The French accident office said the Concorde was rolling down the runway at 170 knots--about 195 mph--when the tire burst. Concorde takeoff speed is about 220 mph.

Peter Duffey, one of the eight original British Airways Concorde pilots, noted in his 1999 book "Comets and Concordes" that takeoff speed at maximum weight "is near to the maximum which the tread carcass can stand. Should the aircraft be allowed to overspeed on the runway, one or more of the tires may be 'cooked,' weakening them for subsequent takeoffs."

Duffey said a Concorde tire once burst as he was landing the aircraft, disabling the plane's hydraulic systems. He said he did not know that the leakage of hydraulic fluid had left him with no brakes until, while the plane was taxiing, an alert maintenance man saw a trail of fluid, ran out onto the taxiway to wave him down and signal he should coast to a stop.

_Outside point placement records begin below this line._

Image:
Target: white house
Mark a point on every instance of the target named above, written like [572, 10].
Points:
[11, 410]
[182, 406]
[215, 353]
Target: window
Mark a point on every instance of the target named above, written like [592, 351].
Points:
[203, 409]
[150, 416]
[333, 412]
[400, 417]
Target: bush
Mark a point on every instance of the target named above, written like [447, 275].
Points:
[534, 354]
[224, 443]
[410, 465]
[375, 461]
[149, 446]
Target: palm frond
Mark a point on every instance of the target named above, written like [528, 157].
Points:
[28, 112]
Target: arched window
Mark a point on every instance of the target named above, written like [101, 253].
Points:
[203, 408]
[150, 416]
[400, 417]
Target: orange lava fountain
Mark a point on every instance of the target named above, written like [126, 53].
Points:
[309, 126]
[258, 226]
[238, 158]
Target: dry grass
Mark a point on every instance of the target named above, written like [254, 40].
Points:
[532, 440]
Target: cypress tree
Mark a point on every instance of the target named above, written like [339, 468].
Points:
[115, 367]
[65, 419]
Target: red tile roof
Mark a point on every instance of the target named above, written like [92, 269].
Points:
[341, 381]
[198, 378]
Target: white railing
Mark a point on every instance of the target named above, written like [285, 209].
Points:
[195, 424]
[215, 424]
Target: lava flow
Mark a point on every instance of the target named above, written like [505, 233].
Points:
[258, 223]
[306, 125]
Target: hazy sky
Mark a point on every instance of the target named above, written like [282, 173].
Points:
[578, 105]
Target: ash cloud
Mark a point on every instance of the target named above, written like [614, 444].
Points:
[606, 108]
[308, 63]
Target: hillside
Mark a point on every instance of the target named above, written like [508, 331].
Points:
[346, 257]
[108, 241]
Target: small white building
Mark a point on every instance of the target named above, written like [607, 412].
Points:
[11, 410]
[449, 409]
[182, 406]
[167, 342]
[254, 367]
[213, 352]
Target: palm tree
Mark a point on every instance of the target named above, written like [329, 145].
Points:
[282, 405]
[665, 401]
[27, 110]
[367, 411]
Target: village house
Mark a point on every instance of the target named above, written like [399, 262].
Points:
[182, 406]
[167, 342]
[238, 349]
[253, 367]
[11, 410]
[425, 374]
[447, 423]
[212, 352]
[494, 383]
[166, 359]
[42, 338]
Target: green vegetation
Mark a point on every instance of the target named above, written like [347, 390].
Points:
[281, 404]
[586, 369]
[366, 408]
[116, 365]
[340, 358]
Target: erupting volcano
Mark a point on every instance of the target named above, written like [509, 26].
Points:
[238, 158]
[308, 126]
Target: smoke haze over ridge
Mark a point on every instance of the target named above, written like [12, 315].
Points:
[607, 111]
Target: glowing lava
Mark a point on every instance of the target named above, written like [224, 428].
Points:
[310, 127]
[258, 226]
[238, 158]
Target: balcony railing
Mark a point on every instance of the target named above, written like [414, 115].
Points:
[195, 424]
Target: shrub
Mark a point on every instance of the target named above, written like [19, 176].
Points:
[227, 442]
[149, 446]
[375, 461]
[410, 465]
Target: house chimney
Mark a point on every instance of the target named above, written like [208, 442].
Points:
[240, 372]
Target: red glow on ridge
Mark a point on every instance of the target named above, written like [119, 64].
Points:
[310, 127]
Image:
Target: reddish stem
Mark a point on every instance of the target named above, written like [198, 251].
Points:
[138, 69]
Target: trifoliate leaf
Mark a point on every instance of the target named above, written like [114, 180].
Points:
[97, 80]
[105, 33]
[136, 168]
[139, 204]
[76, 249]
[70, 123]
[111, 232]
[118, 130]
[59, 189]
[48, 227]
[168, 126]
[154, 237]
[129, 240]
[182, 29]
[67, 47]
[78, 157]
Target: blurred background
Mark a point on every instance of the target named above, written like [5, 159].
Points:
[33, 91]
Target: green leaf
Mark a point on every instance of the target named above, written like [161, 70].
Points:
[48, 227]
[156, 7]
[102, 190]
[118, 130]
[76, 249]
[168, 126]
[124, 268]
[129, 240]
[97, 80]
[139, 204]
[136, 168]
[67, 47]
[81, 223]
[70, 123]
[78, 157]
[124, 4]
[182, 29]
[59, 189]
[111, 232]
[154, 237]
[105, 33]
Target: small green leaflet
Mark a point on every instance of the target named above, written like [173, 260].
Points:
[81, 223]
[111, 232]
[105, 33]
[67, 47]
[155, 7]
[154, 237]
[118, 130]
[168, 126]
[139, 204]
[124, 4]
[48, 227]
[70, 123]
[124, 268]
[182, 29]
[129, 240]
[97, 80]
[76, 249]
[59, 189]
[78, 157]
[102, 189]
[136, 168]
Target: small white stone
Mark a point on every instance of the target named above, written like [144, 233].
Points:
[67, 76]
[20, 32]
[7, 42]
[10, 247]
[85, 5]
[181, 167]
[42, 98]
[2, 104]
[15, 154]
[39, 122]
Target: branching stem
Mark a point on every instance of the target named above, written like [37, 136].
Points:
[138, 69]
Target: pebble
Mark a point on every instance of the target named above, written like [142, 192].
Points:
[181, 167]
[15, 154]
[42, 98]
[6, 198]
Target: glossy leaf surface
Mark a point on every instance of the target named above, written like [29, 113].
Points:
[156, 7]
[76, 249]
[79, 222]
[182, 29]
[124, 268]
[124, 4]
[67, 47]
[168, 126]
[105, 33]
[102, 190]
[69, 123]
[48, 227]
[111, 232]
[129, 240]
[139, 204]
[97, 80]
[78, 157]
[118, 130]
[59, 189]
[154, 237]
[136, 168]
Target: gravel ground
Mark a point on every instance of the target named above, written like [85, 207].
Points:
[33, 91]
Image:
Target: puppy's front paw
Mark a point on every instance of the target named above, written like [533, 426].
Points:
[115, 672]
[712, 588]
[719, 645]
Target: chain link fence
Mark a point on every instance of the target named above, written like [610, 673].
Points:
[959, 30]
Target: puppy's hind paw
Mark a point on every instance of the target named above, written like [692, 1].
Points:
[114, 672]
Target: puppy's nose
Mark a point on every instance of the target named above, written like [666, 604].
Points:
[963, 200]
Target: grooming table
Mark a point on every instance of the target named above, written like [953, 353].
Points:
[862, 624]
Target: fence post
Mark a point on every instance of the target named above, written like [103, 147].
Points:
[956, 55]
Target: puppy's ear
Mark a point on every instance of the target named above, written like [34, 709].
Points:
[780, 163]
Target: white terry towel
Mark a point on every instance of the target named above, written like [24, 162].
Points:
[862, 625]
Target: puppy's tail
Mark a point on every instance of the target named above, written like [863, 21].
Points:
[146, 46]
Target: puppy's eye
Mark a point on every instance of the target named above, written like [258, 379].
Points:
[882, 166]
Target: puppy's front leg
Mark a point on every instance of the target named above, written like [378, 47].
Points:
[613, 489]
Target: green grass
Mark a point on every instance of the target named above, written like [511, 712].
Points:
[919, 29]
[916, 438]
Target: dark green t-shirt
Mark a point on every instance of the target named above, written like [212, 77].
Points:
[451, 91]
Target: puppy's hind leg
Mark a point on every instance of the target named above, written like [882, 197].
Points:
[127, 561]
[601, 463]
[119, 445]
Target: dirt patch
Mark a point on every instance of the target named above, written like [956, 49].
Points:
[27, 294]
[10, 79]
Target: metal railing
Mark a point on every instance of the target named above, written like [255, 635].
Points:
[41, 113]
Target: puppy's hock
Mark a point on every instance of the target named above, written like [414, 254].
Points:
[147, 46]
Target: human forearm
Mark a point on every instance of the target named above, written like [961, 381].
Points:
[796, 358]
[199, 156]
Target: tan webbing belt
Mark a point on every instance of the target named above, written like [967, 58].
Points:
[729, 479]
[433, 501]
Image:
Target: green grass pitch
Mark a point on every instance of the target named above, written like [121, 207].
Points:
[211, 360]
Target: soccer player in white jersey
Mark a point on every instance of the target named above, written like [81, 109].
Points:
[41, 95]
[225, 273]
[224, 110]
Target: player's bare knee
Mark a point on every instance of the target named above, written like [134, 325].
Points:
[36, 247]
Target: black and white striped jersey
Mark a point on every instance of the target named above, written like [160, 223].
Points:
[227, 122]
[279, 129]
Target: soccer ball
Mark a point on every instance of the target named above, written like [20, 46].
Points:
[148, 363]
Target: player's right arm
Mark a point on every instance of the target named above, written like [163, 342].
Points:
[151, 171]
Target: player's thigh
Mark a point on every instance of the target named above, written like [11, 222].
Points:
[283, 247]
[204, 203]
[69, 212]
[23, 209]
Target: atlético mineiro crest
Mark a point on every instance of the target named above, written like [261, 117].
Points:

"We were within a few moments of making a very sharp-nosed entrance past the gate right into the main terminal building," he wrote.

The French findings also raise an issue that requires constant vigilance by airports and airlines everywhere--"foreign object debris," usually called FOD. Runways are regularly inspected for foreign objects, and waste cans marked "FOD" are often placed near airport gates and maintenance shops so that employees can toss in anything that could damage an airplane tire, be picked up by an engine or even cause people to trip. At some airports, airlines have promoted anti-FOD campaigns with posters and bulletins.

The French statement did not describe the object found on the Paris runway, calling it only a "piece of metal." In other communiques, however, investigators noted having found a 16-inch-long strip of metal that did not come from the Concorde.

"After comparison with the profile of the cut in a tire that was destroyed at the start of the accident, it is probable that the piece is at the origin of the cut in the tire," the statement said. "Expert analysis will attempt to confirm this point definitively. Determination of the origin of the [metal] piece is still underway.

"The bursting of the tire caused the projection, at a moment the aircraft was moving at high speed (around 170 knots), of large fragments (more than four kilograms for the heaviest) and with high energy.

"In a process that remains to be determined, damage was then caused very rapidly, to one or several left-side fuel tanks causing a very considerable leakage of fuel and fire. The piece of fuel tank that was found on the runway has been identified as coming from tank No. 5."

The statement noted that each of the large delta-shaped wings of the Concorde has seven tanks. Tank No. 5 is located almost directly over the left landing gear, stretching slightly forward and to the left of the gear.

Although the statement did not say so, it is significant that the tank is in front of of the left wing's two engines. Any spray of fuel would tend to be be ignited as it flowed back through the flame produced by afterburners that give the engines extra thrust on takeoff.